I think it's easy to lose yourself in a pastry lattice. It's akin to knitting or crochet, where you sit back and watch as your hands do all the work for you. No thinking, just weaving, until sitting before you are braids and layers of delicate pastry.
I used to have the hardest time latticing, because my favorite pie crust recipe is so impossibly flakey and buttery that it just doesn't hold together for anything fancier than a plain sheet crust (#humblebrag). So a few weeks ago, on Easter when I made this pie (I know... I've been sitting on this post for a while) I decided to try only using my recipe for the bottom crust, and then using a simple flour, shortening and water recipe for the lattice. It worked, and once again I found myself lost in the act of the lattice.

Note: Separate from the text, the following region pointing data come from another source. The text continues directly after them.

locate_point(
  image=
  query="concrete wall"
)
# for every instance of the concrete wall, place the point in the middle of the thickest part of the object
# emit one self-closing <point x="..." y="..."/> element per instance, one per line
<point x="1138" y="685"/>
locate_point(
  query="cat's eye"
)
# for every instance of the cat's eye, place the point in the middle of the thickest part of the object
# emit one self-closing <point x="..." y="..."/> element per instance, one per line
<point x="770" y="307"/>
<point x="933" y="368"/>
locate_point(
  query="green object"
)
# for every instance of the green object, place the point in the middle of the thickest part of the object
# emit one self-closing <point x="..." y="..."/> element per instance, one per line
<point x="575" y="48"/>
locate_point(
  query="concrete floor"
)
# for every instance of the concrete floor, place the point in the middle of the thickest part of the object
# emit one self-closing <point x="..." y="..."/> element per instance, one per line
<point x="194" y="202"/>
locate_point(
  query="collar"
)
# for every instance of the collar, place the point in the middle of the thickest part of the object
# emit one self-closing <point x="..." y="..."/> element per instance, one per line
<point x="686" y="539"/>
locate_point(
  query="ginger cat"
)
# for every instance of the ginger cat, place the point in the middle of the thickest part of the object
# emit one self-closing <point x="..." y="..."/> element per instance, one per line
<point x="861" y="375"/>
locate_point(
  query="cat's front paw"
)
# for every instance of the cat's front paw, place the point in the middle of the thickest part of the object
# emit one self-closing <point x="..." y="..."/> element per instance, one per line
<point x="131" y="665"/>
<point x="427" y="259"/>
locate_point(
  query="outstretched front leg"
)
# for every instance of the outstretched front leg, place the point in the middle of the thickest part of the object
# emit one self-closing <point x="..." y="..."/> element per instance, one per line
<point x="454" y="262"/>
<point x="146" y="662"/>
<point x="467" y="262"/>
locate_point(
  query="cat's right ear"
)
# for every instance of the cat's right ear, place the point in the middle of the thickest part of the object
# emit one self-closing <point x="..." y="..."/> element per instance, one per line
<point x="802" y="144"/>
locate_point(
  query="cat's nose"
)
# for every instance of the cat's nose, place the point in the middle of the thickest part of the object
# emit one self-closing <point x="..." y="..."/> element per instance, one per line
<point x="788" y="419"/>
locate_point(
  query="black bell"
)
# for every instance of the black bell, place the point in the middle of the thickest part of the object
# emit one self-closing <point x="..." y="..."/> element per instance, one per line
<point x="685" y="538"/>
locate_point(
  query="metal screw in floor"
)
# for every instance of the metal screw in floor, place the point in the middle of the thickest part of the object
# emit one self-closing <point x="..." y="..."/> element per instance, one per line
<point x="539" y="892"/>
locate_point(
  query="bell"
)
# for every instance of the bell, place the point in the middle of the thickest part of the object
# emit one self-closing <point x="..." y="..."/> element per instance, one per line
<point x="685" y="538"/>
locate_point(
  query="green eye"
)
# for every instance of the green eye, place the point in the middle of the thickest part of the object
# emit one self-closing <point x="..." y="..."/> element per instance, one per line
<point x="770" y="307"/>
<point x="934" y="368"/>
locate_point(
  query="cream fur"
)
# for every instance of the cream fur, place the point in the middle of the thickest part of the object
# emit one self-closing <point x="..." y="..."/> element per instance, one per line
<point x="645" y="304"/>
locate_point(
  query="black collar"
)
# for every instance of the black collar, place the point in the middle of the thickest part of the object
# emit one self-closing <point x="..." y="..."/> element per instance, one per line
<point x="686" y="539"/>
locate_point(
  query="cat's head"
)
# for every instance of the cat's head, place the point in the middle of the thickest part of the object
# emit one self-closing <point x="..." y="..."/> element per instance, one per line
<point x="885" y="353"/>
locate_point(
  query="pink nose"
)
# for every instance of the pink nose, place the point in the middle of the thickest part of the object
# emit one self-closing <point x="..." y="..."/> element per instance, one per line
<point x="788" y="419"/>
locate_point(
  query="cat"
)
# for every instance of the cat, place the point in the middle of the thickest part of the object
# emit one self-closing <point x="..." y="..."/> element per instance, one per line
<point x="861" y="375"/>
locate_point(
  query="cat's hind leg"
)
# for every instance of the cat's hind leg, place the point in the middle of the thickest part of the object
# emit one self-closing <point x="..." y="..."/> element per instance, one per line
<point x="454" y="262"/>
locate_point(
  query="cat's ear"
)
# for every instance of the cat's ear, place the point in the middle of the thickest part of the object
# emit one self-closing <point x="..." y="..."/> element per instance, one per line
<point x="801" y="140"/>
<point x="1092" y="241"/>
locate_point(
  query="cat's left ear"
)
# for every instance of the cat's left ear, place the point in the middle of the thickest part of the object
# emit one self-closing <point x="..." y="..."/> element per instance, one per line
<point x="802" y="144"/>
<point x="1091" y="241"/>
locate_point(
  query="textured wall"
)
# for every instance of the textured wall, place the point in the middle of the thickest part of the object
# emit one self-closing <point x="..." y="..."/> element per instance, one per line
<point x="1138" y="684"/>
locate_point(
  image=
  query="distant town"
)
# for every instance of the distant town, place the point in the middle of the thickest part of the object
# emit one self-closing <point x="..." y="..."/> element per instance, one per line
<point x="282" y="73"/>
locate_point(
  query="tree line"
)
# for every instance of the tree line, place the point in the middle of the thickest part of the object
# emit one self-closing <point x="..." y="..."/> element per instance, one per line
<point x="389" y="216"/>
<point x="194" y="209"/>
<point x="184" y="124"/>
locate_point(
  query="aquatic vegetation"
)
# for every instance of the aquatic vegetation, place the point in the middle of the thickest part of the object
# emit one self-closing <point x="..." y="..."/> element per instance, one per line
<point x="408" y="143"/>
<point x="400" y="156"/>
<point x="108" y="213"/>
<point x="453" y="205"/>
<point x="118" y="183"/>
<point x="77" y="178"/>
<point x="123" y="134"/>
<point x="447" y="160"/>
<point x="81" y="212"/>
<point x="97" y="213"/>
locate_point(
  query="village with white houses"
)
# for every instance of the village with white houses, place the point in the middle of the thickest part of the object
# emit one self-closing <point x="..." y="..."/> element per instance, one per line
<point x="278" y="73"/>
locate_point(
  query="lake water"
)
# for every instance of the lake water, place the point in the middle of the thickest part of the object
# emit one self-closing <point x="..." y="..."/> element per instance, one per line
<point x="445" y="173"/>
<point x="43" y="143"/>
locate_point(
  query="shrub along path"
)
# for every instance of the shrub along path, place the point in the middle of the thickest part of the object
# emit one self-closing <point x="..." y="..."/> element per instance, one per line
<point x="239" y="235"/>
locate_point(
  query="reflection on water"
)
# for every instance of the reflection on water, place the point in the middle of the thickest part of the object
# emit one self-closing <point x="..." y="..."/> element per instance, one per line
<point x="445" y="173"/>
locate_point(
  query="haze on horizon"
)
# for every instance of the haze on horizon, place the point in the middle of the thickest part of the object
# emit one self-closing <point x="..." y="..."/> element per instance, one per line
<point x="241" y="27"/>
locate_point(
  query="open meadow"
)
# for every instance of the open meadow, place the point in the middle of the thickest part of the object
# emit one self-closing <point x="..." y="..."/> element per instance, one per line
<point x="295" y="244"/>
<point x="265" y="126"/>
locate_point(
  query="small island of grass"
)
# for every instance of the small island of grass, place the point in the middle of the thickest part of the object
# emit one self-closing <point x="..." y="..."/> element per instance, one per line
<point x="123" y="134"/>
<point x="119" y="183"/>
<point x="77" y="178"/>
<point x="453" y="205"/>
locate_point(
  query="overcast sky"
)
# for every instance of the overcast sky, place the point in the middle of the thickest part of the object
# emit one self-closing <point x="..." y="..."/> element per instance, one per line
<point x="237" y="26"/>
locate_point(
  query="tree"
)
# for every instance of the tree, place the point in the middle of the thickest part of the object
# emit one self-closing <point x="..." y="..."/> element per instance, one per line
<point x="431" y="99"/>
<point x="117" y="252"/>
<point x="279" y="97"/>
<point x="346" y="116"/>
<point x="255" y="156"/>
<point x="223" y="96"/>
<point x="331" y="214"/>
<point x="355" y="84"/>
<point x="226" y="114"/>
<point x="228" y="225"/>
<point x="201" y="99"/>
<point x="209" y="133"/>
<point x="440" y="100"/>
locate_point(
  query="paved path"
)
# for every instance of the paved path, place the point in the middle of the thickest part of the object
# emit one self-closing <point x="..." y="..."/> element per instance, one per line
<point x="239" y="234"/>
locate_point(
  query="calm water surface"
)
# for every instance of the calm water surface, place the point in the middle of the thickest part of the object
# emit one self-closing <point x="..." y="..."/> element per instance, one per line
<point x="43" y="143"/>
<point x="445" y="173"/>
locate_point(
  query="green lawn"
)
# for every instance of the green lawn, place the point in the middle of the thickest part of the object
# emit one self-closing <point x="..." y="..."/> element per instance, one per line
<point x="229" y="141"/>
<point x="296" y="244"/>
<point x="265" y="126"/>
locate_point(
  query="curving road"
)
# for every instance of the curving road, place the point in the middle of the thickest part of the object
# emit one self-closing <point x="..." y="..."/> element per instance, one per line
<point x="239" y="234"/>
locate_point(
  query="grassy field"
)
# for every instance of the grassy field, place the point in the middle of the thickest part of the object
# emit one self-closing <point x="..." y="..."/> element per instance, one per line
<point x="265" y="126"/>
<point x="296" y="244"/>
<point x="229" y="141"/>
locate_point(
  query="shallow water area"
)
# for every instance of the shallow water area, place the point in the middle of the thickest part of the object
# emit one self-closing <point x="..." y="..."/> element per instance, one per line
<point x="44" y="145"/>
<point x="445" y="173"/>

Forgive me for a moment while I attempt to find a metaphor here. I've never been much for problem solving, because when things don't go according to plan I typically find myself spinning out or giving up completely. But a sense of calm has washed over me in the last year or so, that's allowed me to face my problems with a startling sense of certainty. It's come with age, as time is really the only way to put some things in perspective, and also with a stronger sense of my own self.
For example, the art of the pastry lattice. For years it baffled me, I could never get my pies to come out the way I wanted. So I gave up on lattices all together and focused my efforts on single crust pies. It's like how ostriches stick their heads int the sand and then assume they're invisible, except I was a human woman sticking my head into a pie, refusing to address any real problem straight on. But time passed, and I got real sick and tired of everyone on instagram posting cute pies except me, so I tied my apron strings behind my back like the warrior I am and got to work problem solving. And guess what? The problem was never me, it was that impossibly flakey crust. So I fixed it. And now I have awesome pies to share.
It's easy for me to let other emotions take over. But after years of cowering in fear I finally decided to take charge of my own emotions and fight back. So just like I found a pastry recipe that works, I've found ways to take my own power back. It's mostly breath work; slow, deep inhales that expand my stomach. Other times it's words of affirmation, whether they're said under my breath or out loud like some kind of lunatic. Another great way to regain your power is by taking note of objects surrounding you, describe them out loud and after about three of them you'll notice that your breaths have gotten longer and your head doesn't feel as tight.
I'll never be perfect, and I still have moments of weakness where I lose control and feel overwhelmed. But it's easier for me to find my footing now, to find myself back on earth and in control. I'm getting better at not letting the little things bother me, and any time I start to feel it anyways, I think of the lattice.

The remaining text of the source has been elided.